Goldman Sachs has filled a “strong-balance-sheet stock basket” that includes, among others:
- Facebook (FB)
- Linear Technology (LLTC)
- Skyworks Solutions (SWKS)
- Google parent Alphabet (GOOG, GOOGL)
- MasterCard (MA)
“The combination of global growth concerns and low oil prices has historically caused credit spreads to widen. That tends to benefit the shares of stocks with strong balance sheets over those pinched by widening spreads,” Goldman’s analysts told
MarketWatch.
“Widening credit spreads indicate that the market perceives a higher risk of default and wants to be paid more compensation to own riskier debt. That means borrowing costs for corporations are rising. It punishes companies with weak balance sheets that usually have a lot of liabilities and a high debt-to-equity ratio,” explained MarketWatch’s Ellie Ismailidou.
Oil price volatility has a strong inverse correlation with the performance of stocks with strong balance sheets, she reported. And as interest rates continue to rise, corporate borrowing costs should also rise, punishing companies with weak balance sheets, according to Goldman analysts.
Meanwhile, oil settled 2 percent lower on Tuesday, extending losses for a second straight day, as the market yielded to technical resistance after running above $40 a barrel and worry that U.S. crude stockpiles were rising despite falling production. Uncertainty over how the Federal Reserve will word its policy statement on Wednesday also fueled jitters in financial markets.
Brent settled down 79 cents at $38.74 a barrel, a 2 percent drop similar to Monday's. U.S. crude finished down 84 cents, or 2.3 percent, at $36.34. In the previous session, it fell 3 percent.
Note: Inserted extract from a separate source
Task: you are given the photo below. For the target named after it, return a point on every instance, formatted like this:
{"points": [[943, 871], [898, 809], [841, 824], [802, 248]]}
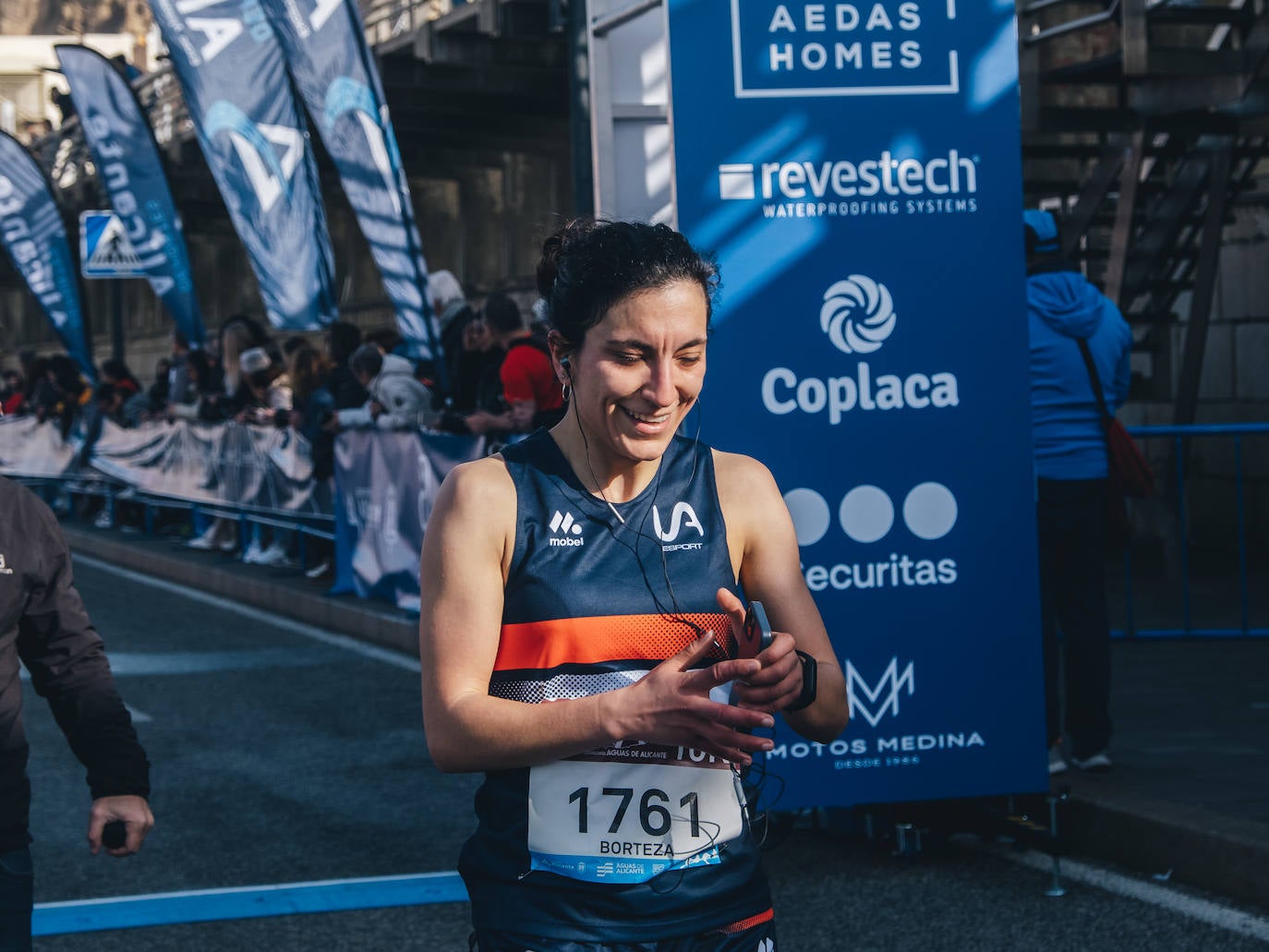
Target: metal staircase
{"points": [[1143, 124]]}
Crude had rallied about 50 percent over the past six weeks after talk that major oil producers planned to freeze output at January levels boosted a market that sank to 12-year lows on a supply glut,
Reuters reported.
With Brent futures having bounced back as high as $41 a barrel, the International Energy Agency sees “light at the end of the tunnel,” and Goldman is spotting “green shoots.”
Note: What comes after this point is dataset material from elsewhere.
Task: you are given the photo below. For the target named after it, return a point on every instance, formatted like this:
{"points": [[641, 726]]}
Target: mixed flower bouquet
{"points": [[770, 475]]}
Even so, many analysts warn that, like the failed rally last year, this recovery will sputter once prices go high enough to keep U.S. crude flowing.
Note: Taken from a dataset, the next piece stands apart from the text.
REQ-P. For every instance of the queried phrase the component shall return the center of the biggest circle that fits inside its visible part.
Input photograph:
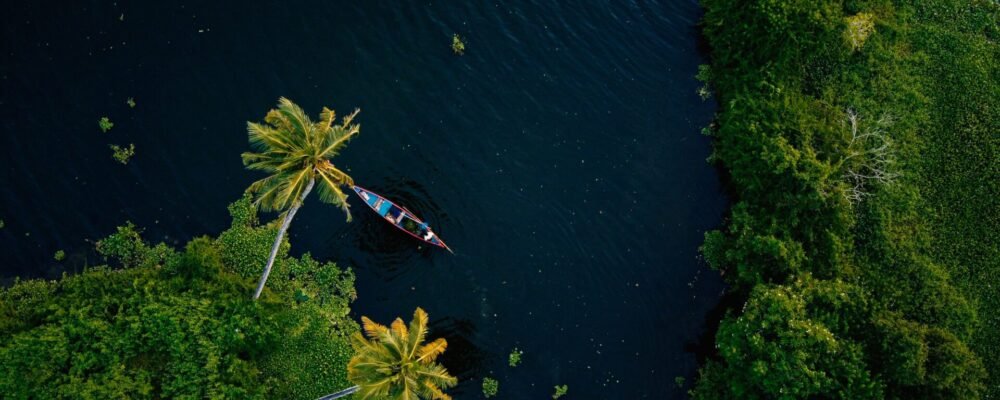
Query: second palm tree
(296, 152)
“If prices keep going up, U.S. production from shale producers is extremely responsive,” Jamie Webster, vice president of crude markets at IHS Energy, said in a
Bloomberg Television interview. “Falling U.S. production is the key dynamic you need to get supply to equal demand, and that might not actually happen,” meaning prices could fall again.
(Newsmax wire services contributed to this report).